Guselkumab provides benefits in UC regardless of advanced therapy history

Induction therapy with guselkumab was efficacious in participants with moderately to severely active ulcerative colitis (UC), irrespective of treatment history with advanced therapies. The phase 3 QUASAR trial results demonstrated the benefits of guselkumab over placebo across clinical, symptomatic, and endoscopic endpoints.

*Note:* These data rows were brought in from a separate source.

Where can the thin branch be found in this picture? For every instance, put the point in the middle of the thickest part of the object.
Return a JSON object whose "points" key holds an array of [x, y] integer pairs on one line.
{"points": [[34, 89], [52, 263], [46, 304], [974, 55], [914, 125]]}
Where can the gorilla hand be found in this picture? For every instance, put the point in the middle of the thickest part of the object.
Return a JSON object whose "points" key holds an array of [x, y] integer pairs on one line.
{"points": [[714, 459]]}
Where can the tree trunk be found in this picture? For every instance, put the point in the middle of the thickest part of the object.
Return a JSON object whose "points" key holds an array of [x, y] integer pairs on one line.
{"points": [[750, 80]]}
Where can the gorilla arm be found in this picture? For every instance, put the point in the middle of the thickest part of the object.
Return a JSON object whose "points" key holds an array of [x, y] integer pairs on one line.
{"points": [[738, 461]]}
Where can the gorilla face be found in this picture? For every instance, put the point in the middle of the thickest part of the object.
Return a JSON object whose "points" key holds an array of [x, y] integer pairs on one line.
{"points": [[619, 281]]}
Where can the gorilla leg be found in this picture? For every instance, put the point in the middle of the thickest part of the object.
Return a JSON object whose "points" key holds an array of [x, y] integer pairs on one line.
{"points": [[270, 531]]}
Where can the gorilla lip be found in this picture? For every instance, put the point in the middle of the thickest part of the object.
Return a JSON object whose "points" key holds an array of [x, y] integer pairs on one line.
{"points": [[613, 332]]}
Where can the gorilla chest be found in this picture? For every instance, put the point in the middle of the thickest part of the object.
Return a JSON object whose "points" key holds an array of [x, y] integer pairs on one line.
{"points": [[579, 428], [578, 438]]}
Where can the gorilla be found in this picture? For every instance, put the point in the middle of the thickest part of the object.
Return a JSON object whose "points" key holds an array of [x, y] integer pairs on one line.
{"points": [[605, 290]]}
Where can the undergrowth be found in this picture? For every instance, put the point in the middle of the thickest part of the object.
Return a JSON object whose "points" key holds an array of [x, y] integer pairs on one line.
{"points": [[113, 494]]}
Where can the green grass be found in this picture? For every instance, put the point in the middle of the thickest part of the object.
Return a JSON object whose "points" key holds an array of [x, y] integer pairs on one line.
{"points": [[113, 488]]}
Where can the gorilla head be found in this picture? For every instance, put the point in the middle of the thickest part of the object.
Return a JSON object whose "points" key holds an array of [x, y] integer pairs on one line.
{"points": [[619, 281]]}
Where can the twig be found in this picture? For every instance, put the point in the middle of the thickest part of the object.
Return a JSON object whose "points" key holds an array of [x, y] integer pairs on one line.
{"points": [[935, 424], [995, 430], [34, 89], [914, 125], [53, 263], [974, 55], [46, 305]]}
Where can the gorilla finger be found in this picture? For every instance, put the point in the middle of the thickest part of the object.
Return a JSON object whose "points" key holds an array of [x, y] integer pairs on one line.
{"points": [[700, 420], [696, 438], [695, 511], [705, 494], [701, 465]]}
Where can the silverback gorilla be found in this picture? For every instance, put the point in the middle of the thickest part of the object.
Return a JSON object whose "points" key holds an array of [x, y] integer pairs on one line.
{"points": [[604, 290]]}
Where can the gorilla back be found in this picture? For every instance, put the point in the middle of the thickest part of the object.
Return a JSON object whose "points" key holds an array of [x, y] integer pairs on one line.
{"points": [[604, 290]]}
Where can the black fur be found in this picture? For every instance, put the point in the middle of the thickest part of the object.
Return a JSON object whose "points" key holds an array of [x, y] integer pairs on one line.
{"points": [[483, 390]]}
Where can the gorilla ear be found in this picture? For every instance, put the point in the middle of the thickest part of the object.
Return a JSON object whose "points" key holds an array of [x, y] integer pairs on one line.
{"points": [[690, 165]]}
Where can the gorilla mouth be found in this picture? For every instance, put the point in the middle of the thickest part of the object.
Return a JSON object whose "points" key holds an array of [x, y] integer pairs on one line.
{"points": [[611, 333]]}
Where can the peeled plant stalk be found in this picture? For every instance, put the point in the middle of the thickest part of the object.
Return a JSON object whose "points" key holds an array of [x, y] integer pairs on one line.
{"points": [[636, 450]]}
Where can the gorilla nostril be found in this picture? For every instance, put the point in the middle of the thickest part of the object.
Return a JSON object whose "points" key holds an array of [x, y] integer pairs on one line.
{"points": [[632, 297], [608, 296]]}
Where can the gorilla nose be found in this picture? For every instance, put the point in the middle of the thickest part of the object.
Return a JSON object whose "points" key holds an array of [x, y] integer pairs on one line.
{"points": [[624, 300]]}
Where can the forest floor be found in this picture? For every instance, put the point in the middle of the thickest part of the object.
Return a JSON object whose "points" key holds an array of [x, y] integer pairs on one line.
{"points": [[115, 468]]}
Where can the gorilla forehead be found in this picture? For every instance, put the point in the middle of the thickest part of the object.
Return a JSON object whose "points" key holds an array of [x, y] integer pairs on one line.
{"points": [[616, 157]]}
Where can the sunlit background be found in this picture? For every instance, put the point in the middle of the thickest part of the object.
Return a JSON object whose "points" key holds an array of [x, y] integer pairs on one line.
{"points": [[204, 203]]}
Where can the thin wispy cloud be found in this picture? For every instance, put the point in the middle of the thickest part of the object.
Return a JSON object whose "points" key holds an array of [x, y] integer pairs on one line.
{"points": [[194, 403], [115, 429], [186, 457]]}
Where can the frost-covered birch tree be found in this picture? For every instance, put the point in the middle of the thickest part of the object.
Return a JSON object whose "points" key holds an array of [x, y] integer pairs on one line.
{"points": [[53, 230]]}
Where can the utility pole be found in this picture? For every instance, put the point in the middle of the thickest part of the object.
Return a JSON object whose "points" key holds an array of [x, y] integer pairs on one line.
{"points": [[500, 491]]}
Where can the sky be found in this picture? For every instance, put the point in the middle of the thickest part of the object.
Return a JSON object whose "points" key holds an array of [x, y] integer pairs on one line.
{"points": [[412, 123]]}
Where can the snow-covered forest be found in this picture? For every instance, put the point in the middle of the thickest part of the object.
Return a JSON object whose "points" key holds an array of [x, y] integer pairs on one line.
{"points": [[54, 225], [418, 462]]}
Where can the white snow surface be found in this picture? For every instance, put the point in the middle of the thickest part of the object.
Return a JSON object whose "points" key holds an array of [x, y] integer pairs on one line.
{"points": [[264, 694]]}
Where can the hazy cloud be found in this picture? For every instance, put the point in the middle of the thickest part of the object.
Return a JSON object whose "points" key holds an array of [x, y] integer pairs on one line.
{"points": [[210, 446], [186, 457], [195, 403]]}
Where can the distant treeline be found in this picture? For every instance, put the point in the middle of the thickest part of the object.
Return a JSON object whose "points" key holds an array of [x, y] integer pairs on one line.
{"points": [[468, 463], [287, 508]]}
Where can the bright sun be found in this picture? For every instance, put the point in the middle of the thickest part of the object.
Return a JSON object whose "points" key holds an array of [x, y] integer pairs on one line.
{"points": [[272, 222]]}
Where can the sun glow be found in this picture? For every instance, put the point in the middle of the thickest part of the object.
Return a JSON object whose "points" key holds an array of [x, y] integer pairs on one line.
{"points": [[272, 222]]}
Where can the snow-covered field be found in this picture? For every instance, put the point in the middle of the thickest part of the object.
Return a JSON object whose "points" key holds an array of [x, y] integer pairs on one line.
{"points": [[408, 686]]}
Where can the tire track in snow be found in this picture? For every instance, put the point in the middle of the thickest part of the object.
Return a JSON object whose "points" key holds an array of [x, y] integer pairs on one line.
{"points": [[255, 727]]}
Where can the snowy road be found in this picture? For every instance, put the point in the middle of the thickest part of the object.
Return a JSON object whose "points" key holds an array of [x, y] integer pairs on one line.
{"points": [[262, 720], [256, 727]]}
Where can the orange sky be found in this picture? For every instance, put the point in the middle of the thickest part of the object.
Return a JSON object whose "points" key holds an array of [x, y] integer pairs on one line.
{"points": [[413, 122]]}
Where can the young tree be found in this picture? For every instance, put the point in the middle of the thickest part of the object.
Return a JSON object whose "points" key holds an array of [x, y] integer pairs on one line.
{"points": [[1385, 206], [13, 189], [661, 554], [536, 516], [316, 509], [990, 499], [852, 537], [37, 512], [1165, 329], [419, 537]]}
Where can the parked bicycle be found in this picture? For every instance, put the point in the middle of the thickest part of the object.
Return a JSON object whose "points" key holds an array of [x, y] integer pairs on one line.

“The IL-23 inhibitor guselkumab has been approved for the treatment of plaque psoriasis and psoriatic arthritis,” said Prof. Axel Dignass (Goethe University, Germany) at the start of his presentation [1]. To further assess the potential of this agent, the phase 3 QUASAR induction study (NCT04033445) compared the efficacy of guselkumab and placebo in participants with moderately to severely active UC who had an inadequate response or intolerance to corticosteroids, immunosuppressants, and/or advanced therapies (ADT) such as TNF inhibitors, integrin receptor antagonists, or JAK inhibitors. The participants (n=701) were randomised 3:2 to guselkumab 200 mg, intravenously administered every 4 weeks, or placebo. Prof. Dignass presented the efficacy results at week 12, stratified by the history of inadequate response or intolerance to ADT.

In total, 49% (n=344) of the participants had an inadequate response or intolerance to ADT. Among them, approximately 88%, 54%, and 18% of the participants were non-responsive or intolerant to TNF inhibitors, integrin receptor antagonists, and/or JAK inhibitors, respectively. In the population with no history of inadequate response or intolerance to ADT (n=357), 32.4% of the participants on guselkumab achieved clinical remission compared with 11.8% of those on placebo (P<0.001). For symptomatic remission, the corresponding rates were 61% and 27.1% (P<0.001).

In the population with inadequate response or intolerance to ADT, clinical remission was reached by 12.5% of the participants on guselkumab and by 3.7% of those on placebo (P=0.005). For symptomatic remission, the rates were 38.5% and 14% for the guselkumab arm and placebo arm, respectively (P<0.001; see Figure). “Looking at additional endpoints, among the population without inadequate response or intolerance to ADT, endoscopic improvement was observed in 38.5% and 16.7% of the participantson guselkumab or placebo, respectively (P<0.001), and endoscopic normalisation was seen in 21.1% and 7.6% of cases, favouring the guselkumab arm over the placebo arm (P<0.001),” added Prof. Dignass. In the population with inadequate response or intolerance to ADT, the rates of endoscopic improvement were 14.9% and 5.1% (P=0.005), and the rates of endoscopic normalisation were 8.7% and 2.2% (P=0.015).

Figure: Clinical endpoints at week 12 by advanced therapy history [1]



ADT-IR, inadequate response or intolerance to advanced therapy; GUS, guselkumab; IV, intravenous; PBO, placebo.

To sum up, guselkumab induction therapy outperformed placebo across various efficacy endpoints in participants with UC, regardless of their advanced therapy treatment history.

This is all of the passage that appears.